Learning with Noisy Labels Revisited: A Study Using Real-World Human Annotations

Authors: Jiaheng Wei, Zhaowei Zhu, Hao Cheng, Tongliang Liu, Gang Niu, Yang Liu

ICLR 2022 | Conference PDF | Archive PDF | Plain Text | LLM Run Details

Reproducibility Variable Result LLM Response
Research Type Experimental We quantitatively and qualitatively show that real-world noisy labels follow an instance-dependent pattern rather than the classically assumed and adopted ones (e.g., class-dependent label noise). We then initiate an effort to benchmarking a subset of the existing solutions using CIFAR-10N and CIFAR-100N. We further proceed to study the memorization of correct and wrong predictions, which further illustrates the difference between human noise and class-dependent synthetic noise.
Researcher Affiliation Academia University of California, Santa Cruz, TML Lab, University of Sydney, RIKEN {jiahengwei,zwzhu,haocheng,yangliu}@ucsc.edu, tongliang.liu@sydney.edu.au, gang.niu.ml@gmail.com
Pseudocode No The paper details experimental procedures and refers to existing algorithms (e.g., Res Net-34, Co-teaching+), but does not present any pseudocode or clearly labeled algorithm blocks within its text.

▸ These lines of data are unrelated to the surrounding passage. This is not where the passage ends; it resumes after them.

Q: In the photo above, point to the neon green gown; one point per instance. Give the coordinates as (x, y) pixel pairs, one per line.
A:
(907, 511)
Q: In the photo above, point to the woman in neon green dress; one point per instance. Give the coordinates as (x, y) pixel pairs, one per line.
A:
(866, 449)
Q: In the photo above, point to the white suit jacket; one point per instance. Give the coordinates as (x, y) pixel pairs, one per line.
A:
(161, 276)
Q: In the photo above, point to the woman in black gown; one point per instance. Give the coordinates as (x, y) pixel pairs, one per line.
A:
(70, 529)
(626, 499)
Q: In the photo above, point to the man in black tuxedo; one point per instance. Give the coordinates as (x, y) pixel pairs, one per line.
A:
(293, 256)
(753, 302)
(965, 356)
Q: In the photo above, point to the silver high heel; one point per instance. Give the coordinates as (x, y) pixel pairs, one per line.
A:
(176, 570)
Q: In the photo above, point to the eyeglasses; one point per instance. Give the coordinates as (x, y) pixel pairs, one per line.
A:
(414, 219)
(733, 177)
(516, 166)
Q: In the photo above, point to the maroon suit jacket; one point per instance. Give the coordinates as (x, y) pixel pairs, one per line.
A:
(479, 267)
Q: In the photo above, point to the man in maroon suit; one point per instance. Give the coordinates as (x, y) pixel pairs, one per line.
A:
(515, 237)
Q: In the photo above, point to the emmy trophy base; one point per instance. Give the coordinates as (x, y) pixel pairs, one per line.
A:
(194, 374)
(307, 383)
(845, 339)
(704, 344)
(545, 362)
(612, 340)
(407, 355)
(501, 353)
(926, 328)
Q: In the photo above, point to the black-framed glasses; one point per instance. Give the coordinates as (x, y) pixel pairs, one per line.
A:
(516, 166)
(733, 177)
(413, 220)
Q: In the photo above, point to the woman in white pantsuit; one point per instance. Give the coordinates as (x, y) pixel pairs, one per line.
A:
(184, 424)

Open Source Code Yes A starter code is provided in https://github.com/UCSC-REAL/cifar-10-100n.
Open Datasets Yes This work presents two new benchmark datasets, which we name as CIFAR-10N, CIFAR100N (jointly we call them CIFAR-N), equipping the training datasets of CIFAR-10 and CIFAR-100 with human-annotated real-world noisy labels we collected from Amazon Mechanical Turk. The corresponding datasets and the leaderboard are available at http://noisylabels.com.

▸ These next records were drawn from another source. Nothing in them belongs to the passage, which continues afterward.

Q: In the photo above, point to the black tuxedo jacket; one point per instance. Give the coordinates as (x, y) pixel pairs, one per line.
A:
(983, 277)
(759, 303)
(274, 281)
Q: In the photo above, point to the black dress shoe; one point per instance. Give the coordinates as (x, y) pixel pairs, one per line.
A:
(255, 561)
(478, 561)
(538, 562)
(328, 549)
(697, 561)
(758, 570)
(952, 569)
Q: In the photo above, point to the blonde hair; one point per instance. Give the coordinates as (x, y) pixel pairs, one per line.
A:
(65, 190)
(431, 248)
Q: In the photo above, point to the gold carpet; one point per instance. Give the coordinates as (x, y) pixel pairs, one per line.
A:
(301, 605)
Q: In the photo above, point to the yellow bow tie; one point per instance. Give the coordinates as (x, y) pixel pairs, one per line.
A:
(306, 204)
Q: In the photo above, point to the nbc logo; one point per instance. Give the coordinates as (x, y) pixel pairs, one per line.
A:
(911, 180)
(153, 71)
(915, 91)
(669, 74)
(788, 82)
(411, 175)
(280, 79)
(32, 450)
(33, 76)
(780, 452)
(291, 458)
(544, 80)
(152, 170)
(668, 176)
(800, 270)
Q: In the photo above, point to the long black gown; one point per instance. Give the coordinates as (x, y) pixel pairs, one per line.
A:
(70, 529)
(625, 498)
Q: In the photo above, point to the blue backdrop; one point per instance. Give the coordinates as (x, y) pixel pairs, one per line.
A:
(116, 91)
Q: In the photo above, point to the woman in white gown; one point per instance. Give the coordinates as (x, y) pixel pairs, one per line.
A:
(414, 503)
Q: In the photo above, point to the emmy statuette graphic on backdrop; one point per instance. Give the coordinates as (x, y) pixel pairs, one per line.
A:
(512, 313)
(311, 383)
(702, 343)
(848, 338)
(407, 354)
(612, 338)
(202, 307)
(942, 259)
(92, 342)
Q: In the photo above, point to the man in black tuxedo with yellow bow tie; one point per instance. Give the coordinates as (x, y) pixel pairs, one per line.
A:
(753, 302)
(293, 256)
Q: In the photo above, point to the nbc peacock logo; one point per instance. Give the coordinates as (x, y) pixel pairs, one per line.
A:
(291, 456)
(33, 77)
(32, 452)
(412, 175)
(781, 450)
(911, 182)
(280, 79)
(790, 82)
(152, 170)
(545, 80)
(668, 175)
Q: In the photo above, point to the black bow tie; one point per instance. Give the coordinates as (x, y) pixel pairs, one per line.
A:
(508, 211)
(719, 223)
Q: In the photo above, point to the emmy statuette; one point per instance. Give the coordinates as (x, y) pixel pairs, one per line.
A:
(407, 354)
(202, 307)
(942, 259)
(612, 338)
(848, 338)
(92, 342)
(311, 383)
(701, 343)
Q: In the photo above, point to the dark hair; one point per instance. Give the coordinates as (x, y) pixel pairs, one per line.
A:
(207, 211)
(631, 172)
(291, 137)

Dataset Splits Yes CIFAR-10 (Krizhevsky et al., 2009) dataset contains 60k 32 32 color images, 50k images for training and 10k images for testing. CIFAR-100 (Krizhevsky et al., 2009) dataset contains 60K 32 32 color images of 100 fine classes, 50000 images for training and 10000 images for testing.
Hardware Specification Yes All our experiments run on a GPU cluster (500 GPUs of all kinds, mainly use 2080 Ti) for training and evaluation.
Software Dependencies No The paper mentions using a Res Net-34 model and SGD optimizer, but does not specify software versions for libraries like TensorFlow, PyTorch, or Python, which are necessary for full reproducibility.
Experiment Setup Yes The basic hyper-parameters settings for CIFAR-10N and CIFAR-100N are listed as follows: minibatch size (128), optimizer (SGD), initial learning rate (0.1), momentum (0.9), weight decay (0.0005), number of epochs (100) and learning rate decay (0.1 at 50 epochs). Standard data augmentation is applied to each dataset.